In [20]:
import pandas as pd
import json
from pathlib import Path

EVENTS_PATH = Path("../../data/processed/events.json")
REPORTS_PATH = Path("../../data/processed/reports.json")
OUTPUT_PATH = Path("../../data/processed/dataset.json")

events_df = pd.read_json(EVENTS_PATH)
reports_df = pd.read_json(REPORTS_PATH)

events_df['timestamp'] = pd.to_datetime(events_df['timestamp'], errors='coerce')
reports_df['timestamp'] = pd.to_datetime(reports_df['timestamp'], errors='coerce')

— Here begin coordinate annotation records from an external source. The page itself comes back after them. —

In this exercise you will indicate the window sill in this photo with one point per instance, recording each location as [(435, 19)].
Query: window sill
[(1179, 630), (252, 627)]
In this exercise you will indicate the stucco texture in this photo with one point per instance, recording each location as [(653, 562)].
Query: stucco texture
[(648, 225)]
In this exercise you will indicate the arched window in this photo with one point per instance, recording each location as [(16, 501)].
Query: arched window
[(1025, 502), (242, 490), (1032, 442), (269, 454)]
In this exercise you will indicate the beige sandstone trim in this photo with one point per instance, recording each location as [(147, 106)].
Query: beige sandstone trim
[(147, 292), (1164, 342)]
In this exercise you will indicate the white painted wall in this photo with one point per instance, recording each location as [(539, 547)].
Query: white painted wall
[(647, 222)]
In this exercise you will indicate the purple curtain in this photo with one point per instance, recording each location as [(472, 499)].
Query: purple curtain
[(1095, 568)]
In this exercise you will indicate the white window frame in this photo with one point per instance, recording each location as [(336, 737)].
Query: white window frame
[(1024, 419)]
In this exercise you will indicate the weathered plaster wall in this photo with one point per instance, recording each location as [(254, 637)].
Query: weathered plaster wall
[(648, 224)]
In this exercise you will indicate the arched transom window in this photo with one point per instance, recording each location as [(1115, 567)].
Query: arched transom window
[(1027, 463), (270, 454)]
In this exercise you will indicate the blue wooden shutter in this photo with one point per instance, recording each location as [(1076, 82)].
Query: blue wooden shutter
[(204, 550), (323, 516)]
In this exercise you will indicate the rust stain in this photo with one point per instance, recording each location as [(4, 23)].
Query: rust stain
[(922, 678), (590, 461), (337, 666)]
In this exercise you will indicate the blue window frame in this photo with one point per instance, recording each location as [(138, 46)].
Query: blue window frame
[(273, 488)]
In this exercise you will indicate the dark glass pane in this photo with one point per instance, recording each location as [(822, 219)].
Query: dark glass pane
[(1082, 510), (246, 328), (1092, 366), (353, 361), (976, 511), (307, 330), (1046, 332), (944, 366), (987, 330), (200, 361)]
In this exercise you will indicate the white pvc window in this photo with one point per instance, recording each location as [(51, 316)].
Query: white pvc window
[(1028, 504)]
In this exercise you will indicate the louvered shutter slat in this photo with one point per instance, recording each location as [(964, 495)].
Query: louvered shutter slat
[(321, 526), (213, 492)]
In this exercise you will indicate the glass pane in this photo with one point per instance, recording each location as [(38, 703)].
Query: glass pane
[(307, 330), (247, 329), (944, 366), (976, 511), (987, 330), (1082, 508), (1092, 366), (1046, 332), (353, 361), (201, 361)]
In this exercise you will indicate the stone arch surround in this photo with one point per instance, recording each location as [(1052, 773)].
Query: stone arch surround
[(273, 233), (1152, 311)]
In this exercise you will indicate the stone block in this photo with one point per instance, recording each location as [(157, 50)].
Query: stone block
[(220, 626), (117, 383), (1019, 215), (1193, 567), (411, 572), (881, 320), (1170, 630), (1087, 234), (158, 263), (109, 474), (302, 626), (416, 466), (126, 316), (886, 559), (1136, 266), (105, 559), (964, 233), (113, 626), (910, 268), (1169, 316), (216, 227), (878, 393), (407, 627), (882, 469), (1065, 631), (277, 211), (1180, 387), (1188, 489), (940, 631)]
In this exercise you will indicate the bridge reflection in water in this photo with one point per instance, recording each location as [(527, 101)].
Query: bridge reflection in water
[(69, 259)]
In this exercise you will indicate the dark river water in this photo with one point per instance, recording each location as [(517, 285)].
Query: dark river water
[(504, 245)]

# We asumme events.json and reports.json are already sorted
# events_df = events_df.sort_values('timestamp')
# reports_df = reports_df.sort_values('timestamp')

In [None]:
import re

N_EVENTS = 2

def unique_sentences(text):
    if not text:
        return ""
    
    # Use regex to split on ., !, ? followed by space or end of string
    raw_sentences = re.split(r'(?<=[.!?;])\s+(?=[A-ZŠŽČĆĐ])', text.strip())

    seen = set()
    unique = []

    for s in raw_sentences:
        normalized = s.strip().rstrip('.!?').strip().lower()
        if normalized and normalized not in seen:
            seen.add(normalized)
            unique.append(s.strip())

    return " ".join(unique)

def get_last_n_events(n, before_time):
    filtered = events_df[events_df['timestamp'] < before_time].tail(n)
    combined_texts = []

    for _, row in filtered.iterrows():
        notice = str(row.get('priority_notices', '')).strip()
        summary = str(row.get('general_summary', '')).strip()

        if notice:
            combined = f"{notice}. {summary}" if summary else notice
        else:
            combined = summary

        combined_texts.append(combined)

    return "\n".join(combined_texts)

training_dataset = []
for _, report in reports_df.iterrows():
    event_text = get_last_n_events(N_EVENTS, report['timestamp'])
    cleaned_input = unique_sentences(event_text)
    cleaned_output = report['report'].strip()
    if cleaned_input and cleaned_output:
        training_dataset.append({
            "input": cleaned_input,
            "groundtruth": cleaned_output
        })

training_dataset[0]



{'input': 'Vreme Ponekod po Sloveniji megla v pasovih zmanjšuje vidljivost. Prilagodite hitrost! Omejitve za tovorna vozila Po Sloveniji velja med prazniki omejitev za tovorna vozila z največjo dovoljeno maso nad 7,5 ton: - danes, 1. 1., od 8. do 22. ure; - v nedeljo, 2. 1., od 8. do 22. ure. Od 30. decembra je v veljavi sprememba omejitve za tovorna vozila nad 7,5 ton. Več. Dela Na primorski avtocesti je ponovno odprt priključek Črni Kal v obe smeri. Omejitve za tovorna vozila Po Sloveniji velja med prazniki omejitev za tovorna vozila z največjo dovoljeno maso nad 7,5 ton: - danes, od 8. do 22. ure; - v nedeljo, 2. 1., od 8. do 22. ure.',
 'groundtruth': 'Podatki o prometu.\nPonekod po državi megla zmanjšuje vidljivost.\nZaradi del je na vzhodni mariborski obvoznici v obe smeri zaprt prehitevalni pas med razcepom Dragučova in priključkom Pesnica.\n\x00'}

In [25]:
import json

with open(OUTPUT_PATH, "w", encoding="utf-8") as f:
    json.dump(training_dataset, f, ensure_ascii=False, indent=2)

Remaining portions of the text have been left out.